Seriously, it gets tiring when someone that does not have the tiniest idea of what is actually going on in the country brings out the tired old argument that everything is the USA's fault.


You want the return of Venezuela to its former status as oil colony and wholly owned subsidiary of the United States. Tired argument? The 4 million dead in Middle East is the fault of the US and the Western allies. One need only look at the conspicuous reappearance of goods in the immediate aftermath of the right wing Unity Roundtable (MUD) victory in the December 2015 elections to see how connected the food supply problems are with political agendas. The oil collapse is an orchestrated assault on oil-producing nations targeted by the US.


See, this is where it's evident that you have no clue what you are talking about. There was no reappearance of goods after the MUD won! The government has actually been making fun of this because some of the MUD candidates said they would help the goods reappear once elected.

The shortage situation has been constant and getting worse since last year. I actually live here! I'm not reading about this from some government funded propaganda machine from the comfort of my fully stocked home.

You clearly have no more arguments beyond they tired old "everything us the US fault". I already gave you several examples of the government corruption that led us to this situation and you STILL come back and tell me about the middle east, oil colonies, how it's all a plot by the US, etc?

I should go to the food lines tomorrow and try to explain that to people. I bet it would go down really well with everyone there!


Quit your crocodile tears, gusano!


Haha your superior argumentative powers sure got me there!

Please, next time try to be better informed before making a fool of yourself.

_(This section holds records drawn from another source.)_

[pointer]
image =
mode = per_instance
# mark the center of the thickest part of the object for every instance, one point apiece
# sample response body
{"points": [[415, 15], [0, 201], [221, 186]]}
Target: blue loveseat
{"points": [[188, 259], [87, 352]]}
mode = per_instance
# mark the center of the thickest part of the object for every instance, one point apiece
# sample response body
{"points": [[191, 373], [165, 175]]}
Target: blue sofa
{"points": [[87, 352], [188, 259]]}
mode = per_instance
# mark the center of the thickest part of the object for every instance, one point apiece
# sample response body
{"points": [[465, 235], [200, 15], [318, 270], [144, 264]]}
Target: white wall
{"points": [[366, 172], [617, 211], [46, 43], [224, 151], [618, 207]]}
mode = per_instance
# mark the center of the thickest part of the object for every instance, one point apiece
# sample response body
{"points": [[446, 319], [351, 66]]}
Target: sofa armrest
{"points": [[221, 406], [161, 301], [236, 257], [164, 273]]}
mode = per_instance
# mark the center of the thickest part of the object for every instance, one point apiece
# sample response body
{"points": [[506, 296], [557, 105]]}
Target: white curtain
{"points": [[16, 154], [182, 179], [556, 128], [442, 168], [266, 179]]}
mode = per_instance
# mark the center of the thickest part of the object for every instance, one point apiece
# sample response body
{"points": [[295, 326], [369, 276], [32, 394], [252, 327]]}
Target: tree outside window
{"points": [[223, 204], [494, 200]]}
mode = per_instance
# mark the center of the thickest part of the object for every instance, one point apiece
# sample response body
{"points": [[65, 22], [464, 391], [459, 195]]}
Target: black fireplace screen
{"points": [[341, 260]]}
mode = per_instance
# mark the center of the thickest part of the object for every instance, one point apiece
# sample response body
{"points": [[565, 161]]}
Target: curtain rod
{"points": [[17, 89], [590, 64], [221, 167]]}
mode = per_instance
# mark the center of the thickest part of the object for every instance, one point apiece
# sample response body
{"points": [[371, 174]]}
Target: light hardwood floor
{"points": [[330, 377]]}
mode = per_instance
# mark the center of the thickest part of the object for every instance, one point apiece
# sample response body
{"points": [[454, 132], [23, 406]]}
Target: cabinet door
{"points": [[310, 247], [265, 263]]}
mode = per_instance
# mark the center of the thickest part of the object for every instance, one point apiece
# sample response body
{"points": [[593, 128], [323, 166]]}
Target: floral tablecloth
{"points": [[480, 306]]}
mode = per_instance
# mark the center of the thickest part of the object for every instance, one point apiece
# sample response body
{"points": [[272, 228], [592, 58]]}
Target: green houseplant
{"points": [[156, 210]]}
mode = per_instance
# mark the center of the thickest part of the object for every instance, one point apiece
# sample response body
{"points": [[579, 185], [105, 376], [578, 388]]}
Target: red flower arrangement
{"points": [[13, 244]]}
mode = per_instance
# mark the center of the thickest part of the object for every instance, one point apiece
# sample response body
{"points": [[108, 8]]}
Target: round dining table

I understand that the US has a shitty foreign policy, but that doesn't make every "antiimperialist" government the good guys. The world is not black and white.


Curious how people who have family members in Venezula are remitting funds to them? Do they have exchange funds at the official rate or is there ways to send Dollars directly.

This has to be a pretty common occurance.


Which country is in a worse situation? Venezuela or Ukraine? It's funny how we see only one been bashed by western media.


I think getting murdered would be more of a concern than the low cost of living.


If you want to experience living "like a baller" for a low amount of money (for the US), there are many great places to go that are much safer than Venezuela.


Do you have any suggestions? I'm living in the US in an expensive city and it'd be cool to take a vacation somewhere much cheaper.


Southeast Asia, Central America, and Eastern Europe.


come visit Ukraine - Kiev, Lviv, Odessa


I was going to suggest Ukraine. Odessa is a lovely and very affordable city to visit.